C'est la quatrième année de croissance de suite et ce n'était pas gagné d'avance: voilà un an, la fédération prévoyait un petit repli en 2019, même si elle avait déjà fait montre de plus d'optimisme en septembre. Désormais, elle compte sur une nouvelle progression de son activité (+0,8%) l'an prochain.
Pourquoi le secteur a-t-il gagné en optimisme? Il bénéficie surtout d'une année bien moins catastrophique que prévu dans l'une de ses principales activités: la construction de maisons.
Les ventes y ont nettement rebondi cette année (+5%) après une grosse déprime l'année précédente sur fond de réduction de multiples aides publiques à l'achat de logement, dont l'emblématique prêt à taux zéro (PTZ).
La FFB estime que les ventes de maisons ont rebondi grâce à des conditions de crédit historiquement favorables, les taux d'emprunt immobilier n'ayant jamais été aussi bas.
Certains économistes estiment toutefois que le secteur a aussi profité d'un effet d'aubaine ponctuel: le PTZ devait encore voir son périmètre réduit en 2020 et les acheteurs se sont précipités pour en profiter.
Quelle que soit l'explication, le contexte a changé ces dernières semaines. De manière inattendue, les députés ont désavoué le gouvernement sur le rabotage prévu du PTZ: ils l'ont maintenu en l'état, même si cette décision doit encore être confirmé en lecture finale du budget 2020.
C'est une victoire politique majeure pour le secteur du bâtiment, acharné à défendre cette aide que M. Chanut présente comme un dispositif de justice "sociale et territoriale" et qui contribue à soutenir sa propre activité. "On a pu faire comprendre aux parlementaires l'intérêt de ceci", a-t-il admis.
- Rénovation morose -
Mais les prévisions plutôt favorables de la FFB restent "sous conditions", comme l'a souligné son président.
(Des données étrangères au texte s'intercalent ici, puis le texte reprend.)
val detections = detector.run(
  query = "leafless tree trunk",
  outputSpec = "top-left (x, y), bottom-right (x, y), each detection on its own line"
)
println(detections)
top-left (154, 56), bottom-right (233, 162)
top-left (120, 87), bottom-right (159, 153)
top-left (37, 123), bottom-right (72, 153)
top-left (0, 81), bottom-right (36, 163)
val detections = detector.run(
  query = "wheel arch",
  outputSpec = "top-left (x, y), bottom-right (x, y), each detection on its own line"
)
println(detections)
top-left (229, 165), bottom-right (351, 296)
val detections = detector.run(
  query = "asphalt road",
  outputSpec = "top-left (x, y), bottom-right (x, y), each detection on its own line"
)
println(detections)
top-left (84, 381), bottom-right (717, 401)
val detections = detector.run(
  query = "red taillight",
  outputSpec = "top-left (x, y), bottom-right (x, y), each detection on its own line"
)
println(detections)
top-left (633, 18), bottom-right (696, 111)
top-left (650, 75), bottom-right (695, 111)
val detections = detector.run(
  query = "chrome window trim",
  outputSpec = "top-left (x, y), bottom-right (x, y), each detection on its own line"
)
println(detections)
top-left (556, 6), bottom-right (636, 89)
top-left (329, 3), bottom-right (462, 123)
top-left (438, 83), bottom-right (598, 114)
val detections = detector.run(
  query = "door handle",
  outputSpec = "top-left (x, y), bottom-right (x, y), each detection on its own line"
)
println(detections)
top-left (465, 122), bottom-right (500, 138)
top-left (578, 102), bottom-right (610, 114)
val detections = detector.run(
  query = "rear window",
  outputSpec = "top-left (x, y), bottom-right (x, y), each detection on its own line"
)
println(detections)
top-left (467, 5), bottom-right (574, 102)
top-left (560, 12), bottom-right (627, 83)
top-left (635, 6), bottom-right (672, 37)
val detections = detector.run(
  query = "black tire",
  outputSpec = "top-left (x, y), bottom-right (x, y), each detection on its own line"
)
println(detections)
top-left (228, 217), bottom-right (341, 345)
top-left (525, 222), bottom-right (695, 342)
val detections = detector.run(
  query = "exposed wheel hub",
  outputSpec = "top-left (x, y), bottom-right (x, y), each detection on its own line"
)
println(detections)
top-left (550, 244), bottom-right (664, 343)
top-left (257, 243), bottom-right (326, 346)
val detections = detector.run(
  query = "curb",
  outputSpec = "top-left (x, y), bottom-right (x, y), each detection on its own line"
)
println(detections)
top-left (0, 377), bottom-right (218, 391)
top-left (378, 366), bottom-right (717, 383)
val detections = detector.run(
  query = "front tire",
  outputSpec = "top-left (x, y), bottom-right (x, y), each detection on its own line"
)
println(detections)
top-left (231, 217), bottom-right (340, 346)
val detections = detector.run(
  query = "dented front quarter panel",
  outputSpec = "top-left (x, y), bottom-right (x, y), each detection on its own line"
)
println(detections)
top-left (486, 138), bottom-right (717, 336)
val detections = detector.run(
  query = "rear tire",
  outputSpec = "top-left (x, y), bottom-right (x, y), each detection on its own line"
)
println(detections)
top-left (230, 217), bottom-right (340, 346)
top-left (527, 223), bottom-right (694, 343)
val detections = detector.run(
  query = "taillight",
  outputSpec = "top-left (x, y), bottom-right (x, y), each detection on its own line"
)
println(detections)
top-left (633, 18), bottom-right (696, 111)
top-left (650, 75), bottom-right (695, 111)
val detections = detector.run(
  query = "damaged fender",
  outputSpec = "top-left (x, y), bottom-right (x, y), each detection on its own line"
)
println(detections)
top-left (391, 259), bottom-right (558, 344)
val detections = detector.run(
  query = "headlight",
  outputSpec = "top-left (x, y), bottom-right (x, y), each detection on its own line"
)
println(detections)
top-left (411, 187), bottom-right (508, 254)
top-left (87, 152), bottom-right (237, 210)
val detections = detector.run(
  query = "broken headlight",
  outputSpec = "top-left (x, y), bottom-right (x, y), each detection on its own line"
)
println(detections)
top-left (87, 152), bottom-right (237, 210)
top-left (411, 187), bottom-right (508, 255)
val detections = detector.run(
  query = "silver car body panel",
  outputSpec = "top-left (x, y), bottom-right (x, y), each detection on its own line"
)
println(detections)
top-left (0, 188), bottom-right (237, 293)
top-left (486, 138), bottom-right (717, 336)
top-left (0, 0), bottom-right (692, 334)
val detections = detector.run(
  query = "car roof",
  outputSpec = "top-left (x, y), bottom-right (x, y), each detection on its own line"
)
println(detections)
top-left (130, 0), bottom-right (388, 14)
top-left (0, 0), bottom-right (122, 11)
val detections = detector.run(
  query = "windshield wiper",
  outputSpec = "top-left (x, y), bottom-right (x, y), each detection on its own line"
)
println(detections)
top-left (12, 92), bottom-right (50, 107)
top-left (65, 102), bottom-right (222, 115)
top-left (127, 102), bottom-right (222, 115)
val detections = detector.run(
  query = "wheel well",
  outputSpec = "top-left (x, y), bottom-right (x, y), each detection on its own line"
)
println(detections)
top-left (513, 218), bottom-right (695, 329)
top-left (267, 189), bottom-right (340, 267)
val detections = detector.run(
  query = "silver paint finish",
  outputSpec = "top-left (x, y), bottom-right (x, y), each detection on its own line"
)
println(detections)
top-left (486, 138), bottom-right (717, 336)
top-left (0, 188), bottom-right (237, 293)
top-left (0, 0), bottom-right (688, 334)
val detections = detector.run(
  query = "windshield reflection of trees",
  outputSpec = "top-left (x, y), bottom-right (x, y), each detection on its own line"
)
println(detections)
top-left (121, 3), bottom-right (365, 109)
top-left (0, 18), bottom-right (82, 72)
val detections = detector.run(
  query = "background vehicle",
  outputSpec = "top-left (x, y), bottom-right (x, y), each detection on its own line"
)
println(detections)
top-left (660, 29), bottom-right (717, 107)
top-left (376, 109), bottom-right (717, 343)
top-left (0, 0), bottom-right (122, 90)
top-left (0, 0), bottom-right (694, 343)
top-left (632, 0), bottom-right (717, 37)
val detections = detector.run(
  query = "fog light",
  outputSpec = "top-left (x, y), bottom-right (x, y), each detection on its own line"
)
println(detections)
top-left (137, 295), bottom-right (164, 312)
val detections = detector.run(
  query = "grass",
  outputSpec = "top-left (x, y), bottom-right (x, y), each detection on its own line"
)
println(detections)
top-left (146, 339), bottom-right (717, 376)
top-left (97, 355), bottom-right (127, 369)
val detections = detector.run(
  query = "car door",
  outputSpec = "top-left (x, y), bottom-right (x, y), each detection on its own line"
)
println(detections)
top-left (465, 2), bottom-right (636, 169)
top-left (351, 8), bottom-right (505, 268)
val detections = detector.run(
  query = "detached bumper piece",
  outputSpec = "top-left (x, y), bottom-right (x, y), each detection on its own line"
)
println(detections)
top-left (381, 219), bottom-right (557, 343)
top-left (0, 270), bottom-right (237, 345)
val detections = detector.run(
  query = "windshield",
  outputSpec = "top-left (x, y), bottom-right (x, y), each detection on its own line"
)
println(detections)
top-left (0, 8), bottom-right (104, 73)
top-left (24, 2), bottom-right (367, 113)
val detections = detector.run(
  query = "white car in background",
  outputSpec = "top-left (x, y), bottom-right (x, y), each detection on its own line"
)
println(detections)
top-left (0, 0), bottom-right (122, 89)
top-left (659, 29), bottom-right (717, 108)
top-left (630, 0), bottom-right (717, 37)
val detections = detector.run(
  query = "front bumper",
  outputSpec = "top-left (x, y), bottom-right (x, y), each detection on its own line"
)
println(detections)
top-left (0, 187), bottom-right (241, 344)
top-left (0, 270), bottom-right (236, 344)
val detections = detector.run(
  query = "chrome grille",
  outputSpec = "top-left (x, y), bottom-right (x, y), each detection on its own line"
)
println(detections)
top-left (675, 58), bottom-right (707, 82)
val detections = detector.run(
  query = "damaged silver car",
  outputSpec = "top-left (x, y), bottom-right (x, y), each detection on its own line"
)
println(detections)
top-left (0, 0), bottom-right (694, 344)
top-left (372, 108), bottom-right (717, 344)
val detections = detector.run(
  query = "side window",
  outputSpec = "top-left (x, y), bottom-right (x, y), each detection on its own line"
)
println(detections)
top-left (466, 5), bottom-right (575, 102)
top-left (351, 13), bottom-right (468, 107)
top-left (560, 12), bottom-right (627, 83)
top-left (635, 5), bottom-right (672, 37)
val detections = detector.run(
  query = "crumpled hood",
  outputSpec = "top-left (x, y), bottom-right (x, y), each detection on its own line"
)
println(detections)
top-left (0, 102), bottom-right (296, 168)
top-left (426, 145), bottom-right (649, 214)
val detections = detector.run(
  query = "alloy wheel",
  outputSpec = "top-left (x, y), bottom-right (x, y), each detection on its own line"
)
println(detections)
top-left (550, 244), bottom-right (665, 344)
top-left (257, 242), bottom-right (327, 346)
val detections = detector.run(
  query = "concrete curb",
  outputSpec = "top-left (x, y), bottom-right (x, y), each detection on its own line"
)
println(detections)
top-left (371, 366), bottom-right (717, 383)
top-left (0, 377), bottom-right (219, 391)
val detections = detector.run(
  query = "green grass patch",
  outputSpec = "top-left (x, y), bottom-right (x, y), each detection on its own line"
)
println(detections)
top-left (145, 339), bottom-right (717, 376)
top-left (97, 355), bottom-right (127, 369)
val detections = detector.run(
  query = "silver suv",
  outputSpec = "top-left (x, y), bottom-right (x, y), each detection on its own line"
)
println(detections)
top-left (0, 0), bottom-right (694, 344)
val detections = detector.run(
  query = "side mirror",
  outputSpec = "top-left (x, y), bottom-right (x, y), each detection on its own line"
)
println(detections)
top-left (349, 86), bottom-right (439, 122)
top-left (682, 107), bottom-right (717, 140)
D'abord, elles supposent que le PTZ soit vraiment maintenu.
Ensuite, le secteur met en garde contre un encadrement plus strict du crédit immobilier, alors que les autorités financières sont sur le point d'annoncer des mesures pour éviter une surchauffe.
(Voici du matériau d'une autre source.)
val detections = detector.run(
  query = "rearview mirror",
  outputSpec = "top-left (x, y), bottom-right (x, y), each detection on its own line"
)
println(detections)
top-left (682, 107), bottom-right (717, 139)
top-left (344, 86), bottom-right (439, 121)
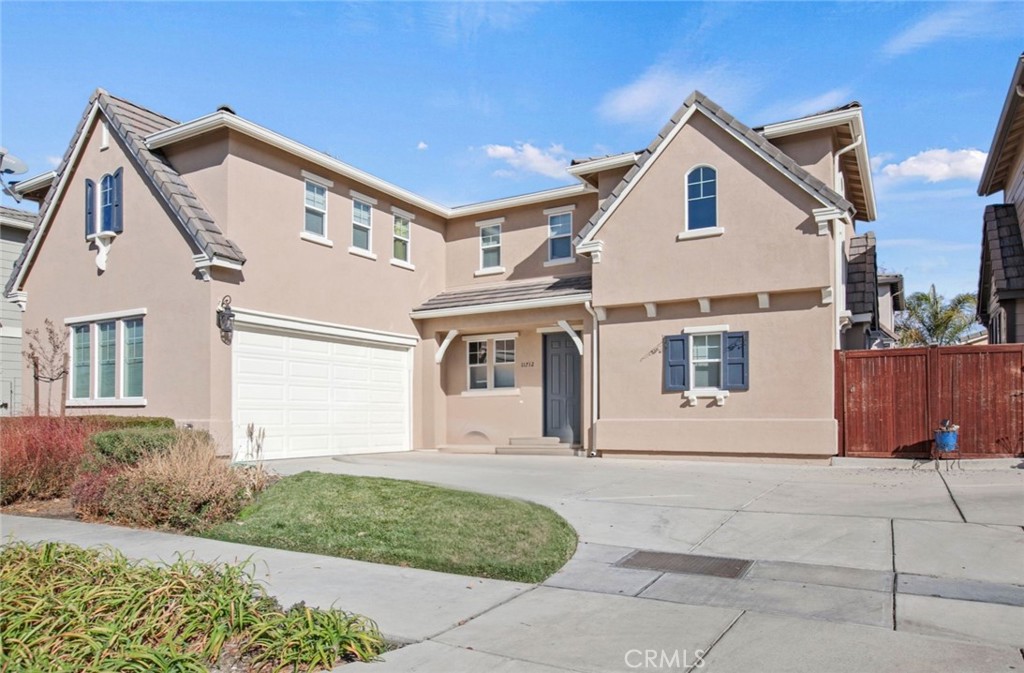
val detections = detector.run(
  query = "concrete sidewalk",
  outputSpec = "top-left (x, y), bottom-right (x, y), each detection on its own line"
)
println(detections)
top-left (0, 453), bottom-right (1024, 673)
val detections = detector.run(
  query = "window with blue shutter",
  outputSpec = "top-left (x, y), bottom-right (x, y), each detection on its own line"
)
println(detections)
top-left (722, 332), bottom-right (751, 390)
top-left (85, 179), bottom-right (96, 238)
top-left (662, 334), bottom-right (689, 392)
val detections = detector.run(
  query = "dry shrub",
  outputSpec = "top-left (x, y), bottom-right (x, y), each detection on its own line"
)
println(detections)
top-left (102, 430), bottom-right (249, 532)
top-left (0, 416), bottom-right (95, 505)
Cette prudence est d'autant plus marquée que, parallèlement à la construction de maisons, les autres secteurs du bâtiment font face à un paysage en demi-teinte.
Du côté des immeubles, les promoteurs immobiliers peinent depuis plusieurs trimestres à lancer des projets, des difficultés que le secteur met d'abord sur le compte de la timidité des élus à octroyer des permis à l'approche des municipales de 2020.
"La part sombre, ça reste le logement neuf collectif", a regretté M. Chanut.
L'activité est également décevante dans la rénovation, un secteur qui peine à décoller depuis plusieurs années et ne devrait enregistrer encore cette année qu'une hausse de 0,2%
"C'est le sujet qui à chaque fois nous étonne et nous préoccupe; la croissance de cette activité est (...) quasi nulle", a noté M. Chanut.
Pour l'avenir, le secteur craint les conséquences de la réforme des aides à la rénovation énergétique: elles fonctionnent actuellement sur le principe d'un crédit d'impôt; il doit être transformé en prime qui sera directement versée aux ménages.
Cette prime exclura largement les plus hauts revenus. Sur ce plan, le lobbying du secteur a été moins heureux que pour le PTZ auprès des députés, qui ont néanmoins réintégré les ménages fortunés pour quelques catégories isolées de travaux.
"Ce changement de système non seulement est moins généreux (...) mais aussi plus complexe", a estimé M. Chanut, craignant un net ralentissement de la rénovation à partir de la mi-2020.